NUEVA YORK, NY, EE. UU. - La cabeza de serie número 24 Garbiñe Muguruza sufrió su segunda derrota consecutiva en la primera ronda en martes, y deja el US Open con más preguntas que respuestas sobre su juego, su situación de entrenador y su próximo calendario para Asia.

La dos veces campeona de Grand Slam tuvo un comienzo sólido en la Tribune contra Alison Riske, una estadounidense no cabeza de serie con dos títulos de la WTA en su haber. Pero Riske, quien se ha forjado una reputación este verano por sus increíbles remontadas, protagonizó una gran sorpresa para derrotar a Muguruza, 2-6, 6-1, 6-3.

En su conferencia de prensa posterior al partido, Muguruza atribuyó el resultado a un aumento de nivel de un oponente en forma.

"En el primer set jugué bien", reconoció Muguruza. "Ella cometió algunos errores que yo, ya sabes, tuve la oportunidad y seguí. Fue muy competitivo. Cada juego tenía puntos de rotura y luego estábamos rompiendo mucho cada servicio.

“Encontró muy buenos golpes [en el] segundo y tercer set, muchas líneas. Siempre tenemos partidos difíciles, y creo que está jugando muy bien ahora".

Es un revés decepcionante para Muguruza, que busca construir un impulso constante y volver a su estilo de clase mundial: la española ha sufrido un lento descenso en el ranking mientras lucha por lograr victorias consistentes. Una defensa del título en Monterrey en abril sigue siendo la única final de Muguruza en los últimos 12 meses, y llegó al US Open con derrotas en las primeras ronda de Wimbledon y Cincinnati.

"Después de un partido como este, tenemos que evaluar las cosas con frialdad", dijo Muguruza a los periodistas españoles. "Tienes que dar un paso atrás y darle un poco de distancia, ahora estamos todos emotivos, después de la primera ronda de un Grand Slam siempre duele, lógicamente".

En su búsqueda de un cambio, Muguruza se separó del entrenador Sam Sumyk después de Wimbledon, terminando una asociación de cuatro años que la llevó a reclamar dos Grand Slams y alcanzar el No.1 del ranking de la WTA.

Muguruza ha trabajado con Medina Garrigues (izquierda) en Cincinatti y Nueva York. (Jimmie48 Photography/WTA)

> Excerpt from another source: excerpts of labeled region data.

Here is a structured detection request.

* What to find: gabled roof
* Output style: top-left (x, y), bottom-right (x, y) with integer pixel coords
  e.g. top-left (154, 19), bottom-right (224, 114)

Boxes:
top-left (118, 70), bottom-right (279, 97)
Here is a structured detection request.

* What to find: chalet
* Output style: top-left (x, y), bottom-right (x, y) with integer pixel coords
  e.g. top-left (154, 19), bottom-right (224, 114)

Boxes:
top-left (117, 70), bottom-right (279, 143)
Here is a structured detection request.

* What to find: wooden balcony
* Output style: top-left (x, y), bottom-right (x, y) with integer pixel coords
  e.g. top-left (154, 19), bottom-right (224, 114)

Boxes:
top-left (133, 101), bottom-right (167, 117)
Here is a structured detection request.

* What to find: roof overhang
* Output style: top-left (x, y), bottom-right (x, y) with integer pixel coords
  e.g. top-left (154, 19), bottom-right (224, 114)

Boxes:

La jugadora española retirada y capitana de la Fed Cup, Anabel Medina Garrigues, ha tomado las riendas del entrenamiento en Cincinnati y Flushing Meadows, pero Muguruza dijo a la prensa que no tiene prisa por ocupar el antiguo puesto de Sumyk durante los últimos tramos de la temporada.

"En este momento no tengo nada decidido, voy a hacerlo semana a semana", explicó Muguruza durante la parte española de su prensa. "No siento ninguna prisa particular por contratar a alguien como entrenador, pero es importante elegir bien.

"En este momento estoy pasando por este período interesante con Anabel aquí. Veremos quién vendrá conmigo a Asia. Es emocionante ver cómo va todo esto".

Muguruza no tuvo más que elogios para la jugadora española retirada, quien reclamó dos Grand Slams en dobles en Roland Garros, y en 2017 entrenó a Jelena Ostapenko a la victoria en el mismo torneo.

"Estoy feliz de tener a Anabel en mi banquillo. Después de todo, ella es la capitana española de la Fed Cup, he jugado con ella durante sus días como jugadora. Ella es como otra compañera de equipo. Ella me conoce muy bien.

Al salir del US Open en la primera ronda por primera vez desde 2014, Muguruza mira hacia el Asian Swing, donde el año pasado alcanzó un par de semifinales en Hong Kong y en el WTA Elite Trophy en Zhuhai.

Mientras tanto, Muguruza mantendrá sus ojos abiertos a nuevas oportunidades y ya ha formado una lista de las cualidades que está buscando en su entrenador ideal.

"Un buen entrenador para mí sería alguien que conozca el tenis al más alto nivel", reflexionó. “Deberían tener un carácter fuerte. Y deberían ser alguien que se lleva bien con la gente.

"Para mí, esas son las tres claves más importantes".